Another young girl says that South Korea was a peaceful country that wanted peace to prevail everywhere.

“You can see that even at the DMZ, an area often cited as among the most dangerous in the world, we have a message of peace and we show it ostensibly. There is even a fair that proves that it is so peaceful and safe that people can enjoy themselves while learning about history,” she says.

According to the Korea Institute for National Unification, a think tank funded by the South Korean government, “the public will for inter-Korean integration has been on a constant decline.”

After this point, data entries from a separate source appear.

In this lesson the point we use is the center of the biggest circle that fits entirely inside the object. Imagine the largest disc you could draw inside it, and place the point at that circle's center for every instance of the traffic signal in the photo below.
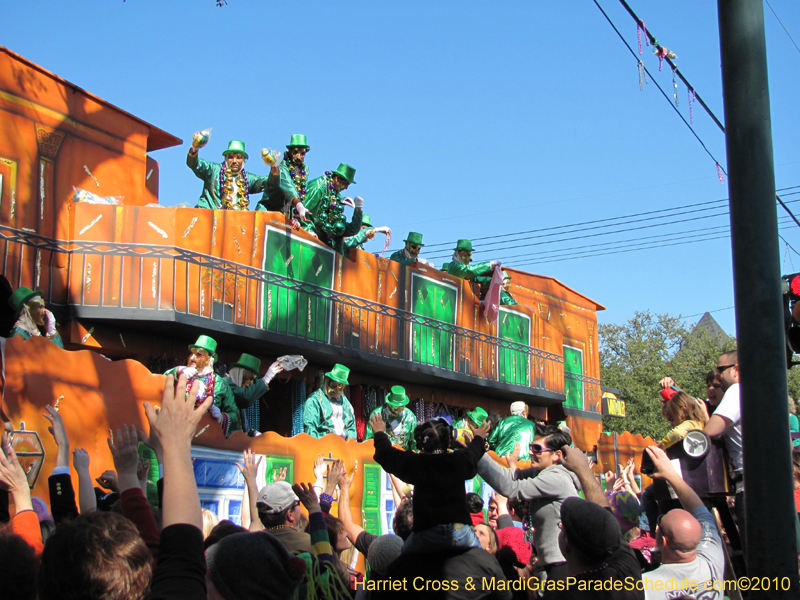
(791, 316)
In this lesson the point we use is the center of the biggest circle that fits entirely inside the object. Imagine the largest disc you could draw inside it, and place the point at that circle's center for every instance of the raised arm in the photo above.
(576, 461)
(664, 470)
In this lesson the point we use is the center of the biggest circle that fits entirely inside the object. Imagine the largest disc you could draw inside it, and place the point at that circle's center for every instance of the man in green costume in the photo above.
(286, 186)
(506, 299)
(328, 410)
(480, 273)
(362, 237)
(200, 367)
(514, 429)
(474, 417)
(326, 207)
(226, 185)
(32, 318)
(400, 421)
(248, 389)
(410, 254)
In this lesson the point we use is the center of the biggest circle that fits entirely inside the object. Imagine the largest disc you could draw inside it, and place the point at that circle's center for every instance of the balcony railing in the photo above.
(152, 282)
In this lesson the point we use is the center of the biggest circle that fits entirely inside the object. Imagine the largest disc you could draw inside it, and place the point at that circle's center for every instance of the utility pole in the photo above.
(771, 548)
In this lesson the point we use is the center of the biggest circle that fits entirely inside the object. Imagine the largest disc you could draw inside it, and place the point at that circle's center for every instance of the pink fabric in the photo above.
(491, 302)
(514, 538)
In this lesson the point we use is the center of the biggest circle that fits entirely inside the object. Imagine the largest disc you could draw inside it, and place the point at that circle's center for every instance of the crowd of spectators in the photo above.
(549, 531)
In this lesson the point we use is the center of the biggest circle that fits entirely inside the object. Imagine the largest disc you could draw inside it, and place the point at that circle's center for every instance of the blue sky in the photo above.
(463, 119)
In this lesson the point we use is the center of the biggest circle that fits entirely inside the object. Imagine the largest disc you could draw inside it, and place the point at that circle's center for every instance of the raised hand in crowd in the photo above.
(174, 427)
(577, 462)
(125, 450)
(87, 500)
(13, 478)
(59, 433)
(377, 424)
(279, 474)
(512, 458)
(108, 480)
(250, 471)
(483, 430)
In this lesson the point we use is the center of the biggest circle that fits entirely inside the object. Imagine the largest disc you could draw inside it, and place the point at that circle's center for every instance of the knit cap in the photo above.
(590, 528)
(383, 552)
(254, 565)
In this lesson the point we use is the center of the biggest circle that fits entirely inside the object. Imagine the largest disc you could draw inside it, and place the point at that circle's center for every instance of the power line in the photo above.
(782, 25)
(663, 93)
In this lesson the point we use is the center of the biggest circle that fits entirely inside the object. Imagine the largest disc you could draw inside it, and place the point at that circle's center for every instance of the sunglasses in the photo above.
(539, 449)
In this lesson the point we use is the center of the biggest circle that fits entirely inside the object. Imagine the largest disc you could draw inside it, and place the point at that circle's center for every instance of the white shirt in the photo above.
(730, 408)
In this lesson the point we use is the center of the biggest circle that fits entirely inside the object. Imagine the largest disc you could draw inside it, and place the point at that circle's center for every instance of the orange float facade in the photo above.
(137, 282)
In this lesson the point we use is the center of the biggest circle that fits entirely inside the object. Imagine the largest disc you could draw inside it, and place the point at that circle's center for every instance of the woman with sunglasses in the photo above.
(546, 493)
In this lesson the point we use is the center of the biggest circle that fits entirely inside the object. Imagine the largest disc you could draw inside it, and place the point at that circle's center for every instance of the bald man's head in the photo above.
(679, 533)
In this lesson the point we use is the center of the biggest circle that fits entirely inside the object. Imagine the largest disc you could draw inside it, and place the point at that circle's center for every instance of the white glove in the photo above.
(188, 371)
(273, 370)
(302, 211)
(50, 322)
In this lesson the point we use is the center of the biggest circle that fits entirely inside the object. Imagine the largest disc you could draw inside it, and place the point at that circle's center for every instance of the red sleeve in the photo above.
(26, 525)
(514, 537)
(136, 509)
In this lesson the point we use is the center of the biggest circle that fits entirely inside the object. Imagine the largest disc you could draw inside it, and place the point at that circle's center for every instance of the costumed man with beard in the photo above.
(200, 367)
(506, 299)
(400, 421)
(32, 318)
(326, 206)
(227, 185)
(514, 429)
(248, 389)
(410, 254)
(328, 410)
(286, 185)
(480, 273)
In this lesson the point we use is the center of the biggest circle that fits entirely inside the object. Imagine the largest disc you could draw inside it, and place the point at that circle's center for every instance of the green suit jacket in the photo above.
(317, 414)
(209, 173)
(279, 190)
(400, 431)
(513, 430)
(226, 403)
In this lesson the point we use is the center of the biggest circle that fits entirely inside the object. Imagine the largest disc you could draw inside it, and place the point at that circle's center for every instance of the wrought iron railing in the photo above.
(138, 281)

A survey conducted in 2017 found that 57.8 per cent of South Koreans believed that reunification was necessary. The figure is down from 62.1 per cent in 2016 and 69.3 per cent in 2014.

The number of those who said that unification was not necessary if the two Koreas could peacefully coexist without a war was 46 per cent, a 2.9 per cent increase over 2016.

Only 36% of respondents agreed that “our society should pursue unification at the sacrifice of many aspects of our lives”, a decrease by 8.3 per cent from 2016.

According to the study, “the continued crisis phase on the Korean Peninsula since North Korea’s nuclear test in January 2016 seemed to have contributed to a significant increase of a group in favor of the divided state.”

However, the study found that 68.8 per cent of South Koreans believed that the unification would be beneficial to their country, a 12.9 per cent increase from 2016.

Young people say they are not as bitter as their fathers and grandfathers who lived through the war and its tragic aftermath that saw the Peninsula divided into two countries.

However, they believe that their lives would be better fulfilled once their wounded pride as citizens of the Peninsula is assuaged.

Standing with a Korean family as they visit DMZ. I loved their optimism, especially when they shared the Korean finger heart formed by slightly overlapping the thumb and index finger into a heart shape.

Standing with a Korean family as they visit the DMZ. I loved their optimism, especially when they shared the Korean finger heart formed by slightly overlapping the thumb and index finger into a heart shape.

The older generation shares tales of atrocities and talk about divided families, missing people and mutilated memories of dark events throughout more than seven decades.

They point to the pictures and message on the walls and say that the international community owes it to them and to their own conscience to listen to Koreans calling for peace, compassion and prosperity on a reunified Korea.

For outsiders, the world has lapsed into the complacent notion that the division of the Korean Peninsula is a surface wound that bleeds a little, a bit dangerously at times, but it is not an ominous threat to the rest of the world.

They believe the Korean situation is a highly complex issue that cannot be resolved by good feelings and wishful thinking.

They believe that the situation is so crucial for the two countries and people, for the region and for the world that it will never be dismissed and forgotten.